Central to Morgan Stanley's upgrade is its longer-range earnings outlook. The firm said its 2028 EPS estimate for Rocket is nearly 10% higher than the Wall Street consensus, a projection that underpins a more favorable valuation case. The bank also noted that broader analyst estimates still need to be adjusted downward through 2026 and 2027 to fully reflect the effects of a higher-rate environment, implying the market may already be over-discounting near-term pressures.
The upgrade contrasts with a recent, more cautious stance from another major Wall Street firm. JPMorgan, only days before, trimmed its price target on Rocket to $15.50 from $16 while keeping a Hold rating. That divergence illustrates the split among analysts covering the mortgage and fintech specialist.

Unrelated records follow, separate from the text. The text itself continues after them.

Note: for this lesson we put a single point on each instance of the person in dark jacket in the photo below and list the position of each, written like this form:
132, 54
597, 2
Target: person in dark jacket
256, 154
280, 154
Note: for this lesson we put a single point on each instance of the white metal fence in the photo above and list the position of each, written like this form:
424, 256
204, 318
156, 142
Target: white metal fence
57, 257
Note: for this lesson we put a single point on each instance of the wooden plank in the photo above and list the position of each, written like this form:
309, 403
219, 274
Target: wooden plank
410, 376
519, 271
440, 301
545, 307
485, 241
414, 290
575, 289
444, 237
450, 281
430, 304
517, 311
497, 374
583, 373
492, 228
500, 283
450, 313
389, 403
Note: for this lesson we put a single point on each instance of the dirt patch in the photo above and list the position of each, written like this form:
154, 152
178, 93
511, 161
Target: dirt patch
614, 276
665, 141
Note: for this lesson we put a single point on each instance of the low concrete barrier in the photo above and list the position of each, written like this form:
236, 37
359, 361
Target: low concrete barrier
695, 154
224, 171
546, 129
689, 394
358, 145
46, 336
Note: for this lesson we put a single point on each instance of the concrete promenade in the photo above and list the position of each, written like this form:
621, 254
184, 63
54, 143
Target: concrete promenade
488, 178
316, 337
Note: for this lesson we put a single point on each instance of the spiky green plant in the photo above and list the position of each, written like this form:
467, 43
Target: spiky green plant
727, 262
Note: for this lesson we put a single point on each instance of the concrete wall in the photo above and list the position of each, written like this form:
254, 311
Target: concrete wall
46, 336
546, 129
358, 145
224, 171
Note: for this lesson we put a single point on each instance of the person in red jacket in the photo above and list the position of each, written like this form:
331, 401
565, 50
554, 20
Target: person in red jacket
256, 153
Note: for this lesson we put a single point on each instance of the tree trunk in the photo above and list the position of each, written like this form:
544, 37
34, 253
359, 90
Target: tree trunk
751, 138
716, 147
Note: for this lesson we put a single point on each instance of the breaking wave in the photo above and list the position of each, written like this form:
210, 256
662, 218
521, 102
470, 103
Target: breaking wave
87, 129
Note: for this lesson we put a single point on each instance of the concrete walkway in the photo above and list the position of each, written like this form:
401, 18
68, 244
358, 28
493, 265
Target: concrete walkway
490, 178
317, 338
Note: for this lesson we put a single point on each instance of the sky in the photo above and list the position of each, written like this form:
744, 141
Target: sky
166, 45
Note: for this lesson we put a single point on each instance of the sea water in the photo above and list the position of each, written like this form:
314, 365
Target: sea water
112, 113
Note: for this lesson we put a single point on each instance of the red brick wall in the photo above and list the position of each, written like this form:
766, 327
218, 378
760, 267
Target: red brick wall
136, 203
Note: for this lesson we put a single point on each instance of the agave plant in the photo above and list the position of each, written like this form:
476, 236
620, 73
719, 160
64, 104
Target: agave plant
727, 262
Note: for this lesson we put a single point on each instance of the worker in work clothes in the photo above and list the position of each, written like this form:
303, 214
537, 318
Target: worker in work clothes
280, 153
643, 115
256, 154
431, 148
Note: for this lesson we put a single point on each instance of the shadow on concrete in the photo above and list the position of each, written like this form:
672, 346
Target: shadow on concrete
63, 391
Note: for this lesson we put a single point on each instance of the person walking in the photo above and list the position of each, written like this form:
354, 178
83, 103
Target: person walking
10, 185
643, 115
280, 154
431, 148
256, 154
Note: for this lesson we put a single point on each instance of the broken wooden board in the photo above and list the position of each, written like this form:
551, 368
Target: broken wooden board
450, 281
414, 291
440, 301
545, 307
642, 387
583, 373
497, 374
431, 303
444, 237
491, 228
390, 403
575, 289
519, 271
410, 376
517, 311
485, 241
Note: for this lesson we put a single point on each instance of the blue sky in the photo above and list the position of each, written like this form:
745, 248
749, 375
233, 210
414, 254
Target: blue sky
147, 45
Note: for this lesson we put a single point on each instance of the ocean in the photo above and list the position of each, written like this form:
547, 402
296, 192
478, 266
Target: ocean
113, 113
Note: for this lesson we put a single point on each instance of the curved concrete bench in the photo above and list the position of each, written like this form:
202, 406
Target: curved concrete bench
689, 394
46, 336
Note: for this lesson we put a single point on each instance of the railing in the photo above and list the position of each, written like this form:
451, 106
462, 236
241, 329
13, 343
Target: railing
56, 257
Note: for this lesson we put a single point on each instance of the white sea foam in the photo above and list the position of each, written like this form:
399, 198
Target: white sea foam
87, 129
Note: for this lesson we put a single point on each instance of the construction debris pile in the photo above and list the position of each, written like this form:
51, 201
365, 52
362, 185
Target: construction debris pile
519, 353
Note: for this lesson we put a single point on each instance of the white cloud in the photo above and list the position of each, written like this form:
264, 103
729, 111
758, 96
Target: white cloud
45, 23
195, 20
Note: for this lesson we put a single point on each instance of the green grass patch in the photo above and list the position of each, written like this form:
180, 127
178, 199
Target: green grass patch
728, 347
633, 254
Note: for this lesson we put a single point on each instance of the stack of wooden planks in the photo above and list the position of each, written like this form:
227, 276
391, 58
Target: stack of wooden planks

Market context did not provide support for Rocket's move. The S&P 500 edged down and the NASDAQ declined in the same session, indicating that Rocket's pre-market gain was driven by company-specific news rather than broader sector or macro momentum. The mortgage and fintech arena remains challenged by elevated interest rates and affordability constraints, which have been pressuring origination volumes across the industry.
Morgan Stanley's upgrade served as a catalyst for re-pricing a stock trading near the lower bound of its 52-week range of $12.17 to $24.36. The firm's valuation argument appeared to resonate with investors seeking a potential recovery ahead of Rocket Companies' next scheduled earnings release on July 30, 2026.
Context and takeaways
- Analyst action: Morgan Stanley upgraded Rocket to Overweight and raised its price target to $19 from $18.
- Valuation: The shares traded at about 13.5 times earnings versus a ~17.5 times average since early 2023.
- Analyst divergence: JPMorgan recently cut its price target to $15.50 from $16 while keeping a Hold rating.